Впервые, воочию, западных рок-исполнителей я увидел в 1976 году там же, во время фестиваля в Таллине. Сначала это был Фрэнк Заппа. В то время в Эстонии можно было смотреть по обычному советскому телевизору передачи из Финляндии. И там можно было найти все, что душе угодно – я видел и Заппу, и Led Zeppelin, и Deep Purple, и Beatles, и много чего еще. Это было сумасшедшее впечатление, так как живьем все выглядело и звучало – даже с тем шипом и треском, которые издавал говеный советский телевизор – совершенно по-другому, нежели наши такие же говеные вокально-инструментальные (рокеры прозвали их “влагально-менструальные” – корр.) ансамбли на какой-нибудь сраной “Песне 70”.
Мы находились в подполье, сидели в подвалах и играли свою музыку. Конечно, мы многое копировали – аккорды, звук гитар, сами песни. Но потом появились первые тексты на русском языке, и, в конце концов, наша музыка оттуда вырвалась и нашла свою публику.
Попов: ***Большинство рокеров до начала Перестройки не видели, что происходит на западной рок-сцене, в буквальном смысле слова. На ТВ ничего не показывали, только – высушенные цензурой группы “братских социалистических стран”. Первые две фотографии (а не видеоряд!) Beatles показали весной 1968 года в передаче, посвященной тлетворному влиянию Запада на молодежь Чехословакии. Потом был фильм “Спорт, спорт, спорт”, где те же Beatles бегут по стадиону с гитарами от вертолета до сцены, но – никакой музыки. Все уважающие себя рокеры, конечно же, посмотрели фильм ради этих 5 секунд. Были, правда, люди, которые ездили за границу, там все видели и потом рассказывали. Но чаще всего к музыке они отношения не имели: например, знакомый автора, волейболист, был на концерте Rolling Stones и даже привез оттуда фотографии. Но все его комментарии сводились к одному: “Орут и прыгают, музыку не слышно, но очень громко”.***
Маргулис: …В 1975 году мы с “Машиной” на базе впервые записали песен 8. Это было сделано специально – чтобы дать послушать народу, чем мы занимаемся. На самом деле эта проба была не очень интересна с технической точки зрения: в каком-то журнале мы прочитали про запись “с наложением”, взяли 2 магнитофона, скорости у них не совпадали, и получалось полное дерьмо: никак не могли синхронизировать и т.п.

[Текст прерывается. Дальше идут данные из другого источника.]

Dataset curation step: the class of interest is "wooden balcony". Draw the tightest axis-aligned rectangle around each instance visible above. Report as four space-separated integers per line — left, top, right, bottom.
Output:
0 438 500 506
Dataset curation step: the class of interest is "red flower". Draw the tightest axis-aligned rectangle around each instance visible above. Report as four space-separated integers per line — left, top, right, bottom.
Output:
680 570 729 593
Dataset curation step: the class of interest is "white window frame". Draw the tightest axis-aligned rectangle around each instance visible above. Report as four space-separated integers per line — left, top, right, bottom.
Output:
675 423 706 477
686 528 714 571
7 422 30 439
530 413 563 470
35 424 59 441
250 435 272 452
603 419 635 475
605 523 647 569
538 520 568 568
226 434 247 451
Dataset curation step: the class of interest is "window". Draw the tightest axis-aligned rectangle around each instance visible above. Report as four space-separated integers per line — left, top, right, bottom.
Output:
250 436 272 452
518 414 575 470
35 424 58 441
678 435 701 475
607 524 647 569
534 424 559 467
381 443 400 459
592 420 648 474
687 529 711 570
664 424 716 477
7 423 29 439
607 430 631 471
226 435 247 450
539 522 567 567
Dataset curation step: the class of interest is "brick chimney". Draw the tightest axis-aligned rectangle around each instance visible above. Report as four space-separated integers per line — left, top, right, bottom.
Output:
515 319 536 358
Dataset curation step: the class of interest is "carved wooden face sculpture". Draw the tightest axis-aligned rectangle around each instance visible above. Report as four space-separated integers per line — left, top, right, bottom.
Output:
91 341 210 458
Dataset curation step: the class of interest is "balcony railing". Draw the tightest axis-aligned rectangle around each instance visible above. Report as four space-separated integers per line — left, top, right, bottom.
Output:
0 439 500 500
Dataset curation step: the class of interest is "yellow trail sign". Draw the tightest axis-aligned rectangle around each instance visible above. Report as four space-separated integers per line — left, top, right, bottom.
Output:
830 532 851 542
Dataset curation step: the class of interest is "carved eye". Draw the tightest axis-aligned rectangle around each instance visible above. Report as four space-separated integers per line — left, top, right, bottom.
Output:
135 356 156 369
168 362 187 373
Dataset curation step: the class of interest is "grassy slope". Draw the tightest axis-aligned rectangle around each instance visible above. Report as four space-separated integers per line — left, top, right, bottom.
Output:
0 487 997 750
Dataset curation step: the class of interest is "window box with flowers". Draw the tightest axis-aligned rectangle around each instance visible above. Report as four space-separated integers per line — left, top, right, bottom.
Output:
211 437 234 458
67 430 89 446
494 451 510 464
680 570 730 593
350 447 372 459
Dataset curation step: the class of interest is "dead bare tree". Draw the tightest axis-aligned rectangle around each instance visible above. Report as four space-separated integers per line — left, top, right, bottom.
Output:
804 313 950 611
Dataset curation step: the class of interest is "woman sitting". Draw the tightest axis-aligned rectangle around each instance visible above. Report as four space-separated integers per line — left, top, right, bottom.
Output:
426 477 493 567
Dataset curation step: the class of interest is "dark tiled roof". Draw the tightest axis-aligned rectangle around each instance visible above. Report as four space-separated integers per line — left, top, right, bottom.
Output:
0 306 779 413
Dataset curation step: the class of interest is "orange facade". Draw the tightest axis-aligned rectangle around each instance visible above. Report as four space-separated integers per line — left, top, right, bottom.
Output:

Раскрутиться МАШИНЕ ВРЕМЕНИ, в конце концов, помогло радио – на ТВ мы тогда рассчитывать не могли.
Когда в 80-м году в Москве была Олимпиада, то Дмитрий Линник где-то, на какой-то волне прокрутил запись группы ВОСКРЕСЕНИЕ, в которой я тогда играл. В результате ВОСКРЕСЕНИЕ стало безумно популярно, а вслед за ним, на “этой волне”, покатила и МАШИНА.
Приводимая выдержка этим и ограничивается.